Vor der Treppe stand Wingaards Kabriolet und wartete. Er war, wie besprochen, um halb acht gekommen, Frau Stefanie zu des Konsuls Musikabend zu holen, – »lauter Auserwählte«, hieß es auf der Einladung.

Der Korpsarzt hatte für seine Person eine freundschaftliche Entschuldigung geschickt: – »quid Saul inter prophetas, oder er zwischen den Musikalischen; er hatte überdies einen Patienten zu besuchen; doch seine Frau! – Grüße, Grüße ... G. G.«

Klein Kirstine, die achtjährige und jüngste, war droben gewesen und hatte den Großvater gebeten, zum Abendessen zu kommen und, stark wie sie war, ihn über die Treppe mit heruntergezogen.

Man wartete mit dem Essen, bis Frau Stefanie weg sei; jedoch es zog sich hin und der Korpsarzt ging schon ein paarmal beim Kontor ein und aus.

Sörine, das Stubenmädchen, flog im letzten Augenblick über den Gang, um den Spitzenkragen zu glätten und Terna lag im Schlafzimmer drin auf den Knien und half der Mutter die Stiefel knöpfen ..

»Nein, steht nicht Kirstine mit der Puderquaste vor dem Spiegel!« – klang es von drinnen heraus ... Und das Notenheft ... und die Handschuhe, Terna! ...

Frau Stefanie zeigte sich endlich in ihrem neuen Theatermantel, bereit in den Wagen zu steigen ...

»Ich hoffe, Sörine, Du hast nicht vergessen, dafür zu sorgen, daß der Großvater weiches Brod hat,« sagte sie im vorübergehen.

»Na, Gunnar«, – sie reichte ihm die Wange zum Abschied, – »na, hast Du etwas an mir auszusetzen?« – sie schlug den Mantel beiseite.

»Immer fein, selbstverständlich.«

»I, das hört sich fast an, als wäre es Dir nicht recht, daß ich gehe.«

»Bewahre, bewahre; warum sollte ich denn nicht; – aber laß uns den Thee nur nicht kalt werden. Ich sage, unterhalte Dich, – unterhalte dich gut, – und grüße Wingaard von mir! ...

Sie verbarg ein verächtliches Zucken der Lippen, indem sie sich abwandle und sagte:

»Bist Du brav und legst Dich um neun Uhr nieder, Kirstine, so wird Terna Dir drei Theelöffel von meiner Himbeermarmelade geben ... Und Du, Ingwald, liege nicht die ganze Nacht und lies Romane!
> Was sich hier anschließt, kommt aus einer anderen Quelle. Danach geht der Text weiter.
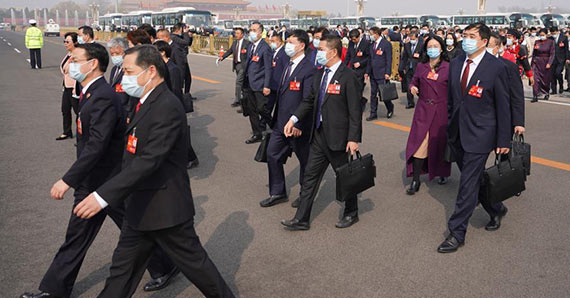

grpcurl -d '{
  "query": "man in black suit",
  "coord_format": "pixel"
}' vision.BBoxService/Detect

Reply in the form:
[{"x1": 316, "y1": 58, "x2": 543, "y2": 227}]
[
  {"x1": 74, "y1": 45, "x2": 234, "y2": 298},
  {"x1": 21, "y1": 43, "x2": 173, "y2": 298},
  {"x1": 217, "y1": 28, "x2": 249, "y2": 107},
  {"x1": 242, "y1": 22, "x2": 273, "y2": 144},
  {"x1": 344, "y1": 29, "x2": 370, "y2": 111},
  {"x1": 259, "y1": 30, "x2": 314, "y2": 207},
  {"x1": 400, "y1": 32, "x2": 423, "y2": 109},
  {"x1": 438, "y1": 23, "x2": 512, "y2": 253},
  {"x1": 550, "y1": 27, "x2": 568, "y2": 94},
  {"x1": 281, "y1": 35, "x2": 362, "y2": 230}
]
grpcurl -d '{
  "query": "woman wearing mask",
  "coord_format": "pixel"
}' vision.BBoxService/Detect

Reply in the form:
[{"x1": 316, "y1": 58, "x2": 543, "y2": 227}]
[
  {"x1": 445, "y1": 33, "x2": 463, "y2": 61},
  {"x1": 56, "y1": 32, "x2": 79, "y2": 141},
  {"x1": 531, "y1": 29, "x2": 554, "y2": 102},
  {"x1": 406, "y1": 36, "x2": 451, "y2": 195}
]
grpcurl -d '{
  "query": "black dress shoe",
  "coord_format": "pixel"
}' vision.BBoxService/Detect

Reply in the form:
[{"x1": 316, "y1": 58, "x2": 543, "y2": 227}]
[
  {"x1": 334, "y1": 215, "x2": 358, "y2": 229},
  {"x1": 186, "y1": 158, "x2": 200, "y2": 169},
  {"x1": 437, "y1": 235, "x2": 465, "y2": 253},
  {"x1": 366, "y1": 115, "x2": 378, "y2": 121},
  {"x1": 485, "y1": 207, "x2": 509, "y2": 231},
  {"x1": 143, "y1": 268, "x2": 180, "y2": 292},
  {"x1": 406, "y1": 180, "x2": 422, "y2": 196},
  {"x1": 55, "y1": 135, "x2": 73, "y2": 141},
  {"x1": 291, "y1": 197, "x2": 301, "y2": 208},
  {"x1": 20, "y1": 292, "x2": 59, "y2": 298},
  {"x1": 281, "y1": 218, "x2": 310, "y2": 231},
  {"x1": 245, "y1": 135, "x2": 262, "y2": 144},
  {"x1": 259, "y1": 195, "x2": 289, "y2": 207}
]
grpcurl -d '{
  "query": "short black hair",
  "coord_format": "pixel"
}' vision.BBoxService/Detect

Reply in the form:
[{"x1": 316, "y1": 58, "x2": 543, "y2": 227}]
[
  {"x1": 139, "y1": 24, "x2": 156, "y2": 39},
  {"x1": 63, "y1": 32, "x2": 77, "y2": 44},
  {"x1": 321, "y1": 34, "x2": 342, "y2": 58},
  {"x1": 75, "y1": 43, "x2": 109, "y2": 73},
  {"x1": 77, "y1": 25, "x2": 95, "y2": 39},
  {"x1": 463, "y1": 22, "x2": 491, "y2": 42},
  {"x1": 289, "y1": 29, "x2": 309, "y2": 50},
  {"x1": 125, "y1": 44, "x2": 166, "y2": 79},
  {"x1": 348, "y1": 29, "x2": 360, "y2": 38},
  {"x1": 154, "y1": 40, "x2": 172, "y2": 58}
]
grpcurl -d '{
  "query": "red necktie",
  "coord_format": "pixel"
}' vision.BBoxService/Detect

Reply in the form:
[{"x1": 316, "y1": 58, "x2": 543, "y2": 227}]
[{"x1": 461, "y1": 59, "x2": 473, "y2": 94}]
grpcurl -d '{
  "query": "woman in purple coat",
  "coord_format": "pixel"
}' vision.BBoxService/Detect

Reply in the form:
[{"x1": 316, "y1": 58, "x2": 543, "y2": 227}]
[
  {"x1": 531, "y1": 29, "x2": 554, "y2": 102},
  {"x1": 406, "y1": 36, "x2": 451, "y2": 195}
]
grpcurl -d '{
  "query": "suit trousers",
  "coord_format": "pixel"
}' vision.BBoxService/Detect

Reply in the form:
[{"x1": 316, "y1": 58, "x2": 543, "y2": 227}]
[
  {"x1": 234, "y1": 62, "x2": 245, "y2": 103},
  {"x1": 295, "y1": 126, "x2": 358, "y2": 222},
  {"x1": 40, "y1": 187, "x2": 174, "y2": 297},
  {"x1": 370, "y1": 78, "x2": 394, "y2": 116},
  {"x1": 447, "y1": 140, "x2": 504, "y2": 242},
  {"x1": 267, "y1": 127, "x2": 309, "y2": 196},
  {"x1": 99, "y1": 219, "x2": 234, "y2": 298},
  {"x1": 30, "y1": 49, "x2": 42, "y2": 68},
  {"x1": 247, "y1": 90, "x2": 271, "y2": 136},
  {"x1": 61, "y1": 88, "x2": 79, "y2": 136}
]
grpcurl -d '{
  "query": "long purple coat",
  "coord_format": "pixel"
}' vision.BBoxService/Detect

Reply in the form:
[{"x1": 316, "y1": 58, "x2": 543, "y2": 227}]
[{"x1": 406, "y1": 61, "x2": 451, "y2": 180}]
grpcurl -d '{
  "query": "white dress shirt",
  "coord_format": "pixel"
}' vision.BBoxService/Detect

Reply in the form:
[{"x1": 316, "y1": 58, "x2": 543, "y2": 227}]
[{"x1": 93, "y1": 85, "x2": 156, "y2": 209}]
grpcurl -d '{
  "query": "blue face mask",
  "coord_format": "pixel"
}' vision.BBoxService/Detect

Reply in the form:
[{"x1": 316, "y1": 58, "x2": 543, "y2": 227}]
[
  {"x1": 317, "y1": 51, "x2": 329, "y2": 65},
  {"x1": 462, "y1": 38, "x2": 479, "y2": 55},
  {"x1": 121, "y1": 68, "x2": 150, "y2": 98},
  {"x1": 111, "y1": 55, "x2": 123, "y2": 66}
]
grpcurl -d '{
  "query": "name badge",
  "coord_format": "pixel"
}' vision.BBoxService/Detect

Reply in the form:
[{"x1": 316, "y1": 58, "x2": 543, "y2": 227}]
[
  {"x1": 289, "y1": 81, "x2": 301, "y2": 91},
  {"x1": 327, "y1": 84, "x2": 340, "y2": 95},
  {"x1": 115, "y1": 84, "x2": 125, "y2": 93},
  {"x1": 428, "y1": 71, "x2": 439, "y2": 81}
]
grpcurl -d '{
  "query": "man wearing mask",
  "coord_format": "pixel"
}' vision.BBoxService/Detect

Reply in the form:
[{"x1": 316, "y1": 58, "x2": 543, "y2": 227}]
[
  {"x1": 364, "y1": 27, "x2": 394, "y2": 121},
  {"x1": 217, "y1": 28, "x2": 249, "y2": 107},
  {"x1": 281, "y1": 35, "x2": 362, "y2": 230},
  {"x1": 400, "y1": 33, "x2": 423, "y2": 109},
  {"x1": 259, "y1": 30, "x2": 315, "y2": 207},
  {"x1": 243, "y1": 22, "x2": 273, "y2": 144},
  {"x1": 437, "y1": 23, "x2": 512, "y2": 253}
]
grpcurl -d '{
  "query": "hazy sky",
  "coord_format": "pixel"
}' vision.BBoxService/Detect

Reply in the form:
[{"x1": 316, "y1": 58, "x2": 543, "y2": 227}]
[{"x1": 0, "y1": 0, "x2": 570, "y2": 16}]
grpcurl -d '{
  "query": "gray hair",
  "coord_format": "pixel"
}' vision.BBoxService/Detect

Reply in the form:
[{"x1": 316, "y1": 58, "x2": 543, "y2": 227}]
[{"x1": 107, "y1": 37, "x2": 129, "y2": 50}]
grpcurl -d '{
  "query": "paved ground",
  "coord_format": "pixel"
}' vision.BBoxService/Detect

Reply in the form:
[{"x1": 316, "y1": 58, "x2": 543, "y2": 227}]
[{"x1": 0, "y1": 32, "x2": 570, "y2": 298}]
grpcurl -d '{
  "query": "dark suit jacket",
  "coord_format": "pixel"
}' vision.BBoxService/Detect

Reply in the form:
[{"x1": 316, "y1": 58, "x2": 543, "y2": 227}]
[
  {"x1": 62, "y1": 78, "x2": 125, "y2": 191},
  {"x1": 344, "y1": 38, "x2": 370, "y2": 78},
  {"x1": 244, "y1": 39, "x2": 273, "y2": 91},
  {"x1": 221, "y1": 38, "x2": 249, "y2": 70},
  {"x1": 447, "y1": 53, "x2": 512, "y2": 154},
  {"x1": 499, "y1": 57, "x2": 524, "y2": 127},
  {"x1": 269, "y1": 46, "x2": 289, "y2": 91},
  {"x1": 295, "y1": 62, "x2": 362, "y2": 151},
  {"x1": 97, "y1": 83, "x2": 194, "y2": 231},
  {"x1": 271, "y1": 56, "x2": 315, "y2": 133},
  {"x1": 366, "y1": 38, "x2": 392, "y2": 80}
]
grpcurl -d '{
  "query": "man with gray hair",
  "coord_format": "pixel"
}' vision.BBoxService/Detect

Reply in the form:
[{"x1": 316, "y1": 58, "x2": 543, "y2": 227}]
[{"x1": 107, "y1": 37, "x2": 132, "y2": 115}]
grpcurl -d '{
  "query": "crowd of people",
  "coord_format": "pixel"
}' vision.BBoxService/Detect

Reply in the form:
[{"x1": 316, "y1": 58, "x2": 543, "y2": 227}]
[{"x1": 18, "y1": 16, "x2": 570, "y2": 298}]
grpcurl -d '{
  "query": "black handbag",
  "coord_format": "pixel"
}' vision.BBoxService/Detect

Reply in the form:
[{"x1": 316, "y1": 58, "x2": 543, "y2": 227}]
[
  {"x1": 511, "y1": 134, "x2": 531, "y2": 176},
  {"x1": 336, "y1": 151, "x2": 376, "y2": 202},
  {"x1": 483, "y1": 154, "x2": 526, "y2": 203},
  {"x1": 378, "y1": 81, "x2": 398, "y2": 101}
]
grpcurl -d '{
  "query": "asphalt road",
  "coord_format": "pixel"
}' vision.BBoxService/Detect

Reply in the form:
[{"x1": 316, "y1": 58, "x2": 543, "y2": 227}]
[{"x1": 0, "y1": 32, "x2": 570, "y2": 298}]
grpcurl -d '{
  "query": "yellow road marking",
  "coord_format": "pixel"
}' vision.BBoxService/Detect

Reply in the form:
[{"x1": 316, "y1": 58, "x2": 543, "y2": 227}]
[{"x1": 373, "y1": 121, "x2": 570, "y2": 172}]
Lösche das Licht zur rechten Zeit aus!«

»Und schnarche und laß Dirs gut gehen!« ... hörte der Großvater den Jungen murmeln, während Stefanie, von ihrem Mann begleitet, zum Wagen ging.

Der Korpsarzt kam naß geworden von der Dachtraufe wieder herein und setzte sich hastig zu Tisch.

»Du Gunnar, es sieht aus, als ob sie dennoch die Konzession für die Pferdebahn bekämen, welche durch die Sandstraße führen soll ... Ganz entgegen dem Bericht des Stadtbaumeisters ... begann der Großvater.

»Ja wohl – .. Ja wohl ...«

»Da können wir ja bis zur Landzunge hinaus fahren«, – fiel Ingwald eifrig ein.

»Ja–a ... Gewiß ...«

In den festen markirten Zügen des Korpsarztes lag ein fremder Ausdruck, etwas zurückgedrängt Gequältes, während er etwas hastig sich bediente.

»Danke, danke, Terna; noch Thee; ich will noch in die Praxis ... Du mußt dem Hause vorstehen, so lang die Mutter so gehetzt ist« ...

Als sie mit einer neuen Schale kam, streichelte er sie über die Wange; Terna fühlte, wie nervös er war und machte ein dummes Gesicht, als begriffe sie nicht.

»Sörine sagt, daß die Mutter ihre langen Handschuhe von Wingaard bekommen hat,« – rief Kirstine.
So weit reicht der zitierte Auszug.